Marijuana : pourquoi fumer donne faimpar Suzanne Tellier
Publié le 22.02.2015 à 14h30
Ceux qui ont déjà goûté à la
marijuana le savent : le
cannabis provoque d’intenses fringales, connues sous le nom anglais de « munchies » - ou, en français, de « dalle du fonse-dé » (ver-lan de ‘défoncé’), dans le langage familier des jeunes consommateurs.
C'est aussi cet effet sur l'appétit qui est à l'origine de certains usages thérapeutiques du
cannabis. Dans les pays qui l’autorisent, le dronabinol, une version synthétique du
THC (tetrahydrocannabinol), l’un des principes actifs du
cannabis, peut être prescrit aux patients. Ils parviennent ainsi à limiter les effets secondaires anorexigènes des chimiothérapies et trithérapies.
Mais pourquoi donc le
cannabis donne-t-il si faim ? Des chercheurs de la Yale School of Medicine, dans le Tennessee (Etats-Unis), viennent de percer ce mystère scientifique. Les résultats de leur recherche ont été publiés dans la revue Nature.
Quand le cannabis détourne un circuit neuronalEn observant le cerveau des souris ayant ingéré du
THC, les scientifiques ont réussi à identifier le réseau de neurones en cause.

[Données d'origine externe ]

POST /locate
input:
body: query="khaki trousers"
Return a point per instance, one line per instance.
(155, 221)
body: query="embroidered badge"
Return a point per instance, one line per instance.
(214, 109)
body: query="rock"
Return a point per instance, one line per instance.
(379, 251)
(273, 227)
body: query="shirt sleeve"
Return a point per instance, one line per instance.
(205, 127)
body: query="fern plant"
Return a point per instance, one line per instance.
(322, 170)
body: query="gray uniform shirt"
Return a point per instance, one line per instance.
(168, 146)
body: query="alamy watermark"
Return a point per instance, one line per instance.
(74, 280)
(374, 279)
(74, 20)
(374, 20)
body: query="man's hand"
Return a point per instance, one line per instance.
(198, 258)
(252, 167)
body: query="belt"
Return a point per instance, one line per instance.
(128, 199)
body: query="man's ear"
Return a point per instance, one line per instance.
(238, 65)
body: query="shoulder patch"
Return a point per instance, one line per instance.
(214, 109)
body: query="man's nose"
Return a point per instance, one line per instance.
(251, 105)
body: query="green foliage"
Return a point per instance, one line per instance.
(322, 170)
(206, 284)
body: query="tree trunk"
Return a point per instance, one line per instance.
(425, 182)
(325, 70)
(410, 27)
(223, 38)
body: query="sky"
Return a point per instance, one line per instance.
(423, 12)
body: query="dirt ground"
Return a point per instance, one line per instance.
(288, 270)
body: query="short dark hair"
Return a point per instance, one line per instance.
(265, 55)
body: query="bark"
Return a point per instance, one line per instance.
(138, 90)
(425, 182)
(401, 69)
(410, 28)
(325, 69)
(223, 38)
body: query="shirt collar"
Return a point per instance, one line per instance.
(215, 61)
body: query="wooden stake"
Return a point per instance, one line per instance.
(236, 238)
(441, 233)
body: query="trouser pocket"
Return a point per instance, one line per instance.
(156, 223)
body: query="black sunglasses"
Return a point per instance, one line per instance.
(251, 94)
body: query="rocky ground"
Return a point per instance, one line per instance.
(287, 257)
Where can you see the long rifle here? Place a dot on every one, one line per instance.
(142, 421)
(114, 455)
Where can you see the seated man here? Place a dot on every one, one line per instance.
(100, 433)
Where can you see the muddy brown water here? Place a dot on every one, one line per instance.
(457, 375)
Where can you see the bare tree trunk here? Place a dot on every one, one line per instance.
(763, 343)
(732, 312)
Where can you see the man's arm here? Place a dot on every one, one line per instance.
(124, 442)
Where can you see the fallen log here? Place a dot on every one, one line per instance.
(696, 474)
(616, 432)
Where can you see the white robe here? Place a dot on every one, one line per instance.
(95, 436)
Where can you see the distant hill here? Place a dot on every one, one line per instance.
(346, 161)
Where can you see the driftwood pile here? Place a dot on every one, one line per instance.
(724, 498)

Situées dans l’hypothalamus, ces cellules nerveuses , connues sous le nom de « neurones POMC », contrôlent l’appétit et apportent un sentiment de satiété au sujet lucide. C’est grâce à elles que nous ne mangeons pas continuellement. Or, la prise de
marijuana agirait précisément sur ce circuit neuronal en « désactivant » sa fonction initiale, et en dévoyant son rôle.
« Nous étions très surpris de voir que ces neurones, qui d’habitude suppriment l’appétit, pouvaient soudainement envoyer des messages de faim - et ce, même si le sujet est à satiété. C’est comme si le
cannabis dupait tout le système nerveux central responsable de l’alimentation », expliquent-ils. Selon les auteurs, les neuro-récepteur aux cannabinoïdes, les CB1R, seraient à l'origine de cette action.
Traiter la boulimie Au-delà de leur valeur purement intellectuelle, ces travaux pourraient guider les recherches sur les médicaments contre les troubles alimentaires. Selon leurs auteurs, ils constituent également une piste dans le traitement de la boulimie et de la suralimentation, que l’on pourrait contrôler en agissant sur le réseau de neurones POMC. « Mais d’autres études sont nécessaires sur la question », modèrent-ils.